François de Rugy, coprésident des députés écologistes, a applaudi « un discours à la hauteur de la gravité des attentats » avec des « propos justes sur les suites que nous devions donner sur la sécurité des Français, sans surenchère, sans gesticulation législative comme certains le souhaiteraient ».
Plus mesuré, Julien Bayou, porte parole d’EELV, a noté, dans un tweet, que M. Valls était « en faveur de la censure internet ». Or « (les frères) Kouachi, (Amédy) Coulibaly ou (Mohamed) Merah (les auteurs des attentats de la semaine dernière et de Toulouse en 2012, ndlr) ne l’utilisaient pas », a-t-il dit.
« C’est un moment rare, très rare, c’est ce qu’on s’est tous dit, droite et gauche confondues », a confié à l’AFP un proche du Premier ministre. « Ça n’a pas été le discours le plus compliqué à écrire, parce que Manuel Valls est tellement pénétré de cet équilibre, depuis longtemps. C’est son identité, au fond. C’est un combat très ancien, qui porte ses fruits, pour faire évoluer la gauche sur la sécurité, c’est un combat personnel historique sur le rapport à la France. »
« Il s’est passé quelque chose », a renchéri un autre proche, pour qui, « il y a des moments comme ça dans une vie politique où tout son discours s’incarne ».
Côté FN, Florian Philippot, vice-président, a estimé, que « comme un des responsables de la situation actuelle, avec ses camarades de l’UMPS, Valls ne mérit(ait) aucun applaudissement ». Nicolas Bay, secrétaire général du parti frontiste, a jugé que « Valls a(vait) fait son numéro. L’UMP applaudit. Rien de nouveau à l’horizon : maintien de Schengen, immigration massive, laxisme judiciaire ».

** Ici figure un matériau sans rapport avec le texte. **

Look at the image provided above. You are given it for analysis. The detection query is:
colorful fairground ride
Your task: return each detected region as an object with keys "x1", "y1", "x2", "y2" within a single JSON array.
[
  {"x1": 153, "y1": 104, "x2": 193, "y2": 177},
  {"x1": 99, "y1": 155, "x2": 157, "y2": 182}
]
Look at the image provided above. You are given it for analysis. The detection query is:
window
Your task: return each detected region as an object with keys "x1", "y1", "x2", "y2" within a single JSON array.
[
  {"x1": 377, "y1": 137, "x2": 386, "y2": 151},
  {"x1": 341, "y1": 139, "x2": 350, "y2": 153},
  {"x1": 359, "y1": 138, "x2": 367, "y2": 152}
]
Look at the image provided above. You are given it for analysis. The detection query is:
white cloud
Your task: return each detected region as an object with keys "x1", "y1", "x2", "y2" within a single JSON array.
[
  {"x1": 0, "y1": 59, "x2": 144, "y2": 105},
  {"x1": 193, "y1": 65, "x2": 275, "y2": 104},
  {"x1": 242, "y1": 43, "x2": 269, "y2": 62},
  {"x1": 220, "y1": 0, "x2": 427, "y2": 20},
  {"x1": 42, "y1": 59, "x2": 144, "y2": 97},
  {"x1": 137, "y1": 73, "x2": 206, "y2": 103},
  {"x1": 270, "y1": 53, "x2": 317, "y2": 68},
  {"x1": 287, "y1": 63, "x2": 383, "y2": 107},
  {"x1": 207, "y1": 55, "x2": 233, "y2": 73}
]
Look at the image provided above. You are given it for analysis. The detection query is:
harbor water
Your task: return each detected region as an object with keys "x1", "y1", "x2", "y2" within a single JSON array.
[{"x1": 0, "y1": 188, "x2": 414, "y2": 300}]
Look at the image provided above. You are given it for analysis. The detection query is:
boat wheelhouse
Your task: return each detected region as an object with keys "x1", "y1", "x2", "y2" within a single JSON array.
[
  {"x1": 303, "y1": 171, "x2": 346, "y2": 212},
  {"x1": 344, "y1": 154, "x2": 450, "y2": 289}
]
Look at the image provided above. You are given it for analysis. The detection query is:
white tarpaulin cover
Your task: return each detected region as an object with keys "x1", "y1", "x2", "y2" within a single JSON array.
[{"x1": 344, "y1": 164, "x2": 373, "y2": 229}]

Le Premier ministre a enregistré une progression de sept points (41%) dans un sondage TNS Sofres/Figaro Magazine publié mardi, le premier entièrement réalisé après les attentats terroristes, et pour partie après la mobilisation populaire dans les rues dimanche dernier. Son ministre de l’Intérieur, Bernard Cazeneuve, gagne 12 points et François Hollande 5. La gestion de la crise par les trois hommes est par ailleurs saluée par plus de 80% des Français dans un sondage Harris Interactive publié mardi soir.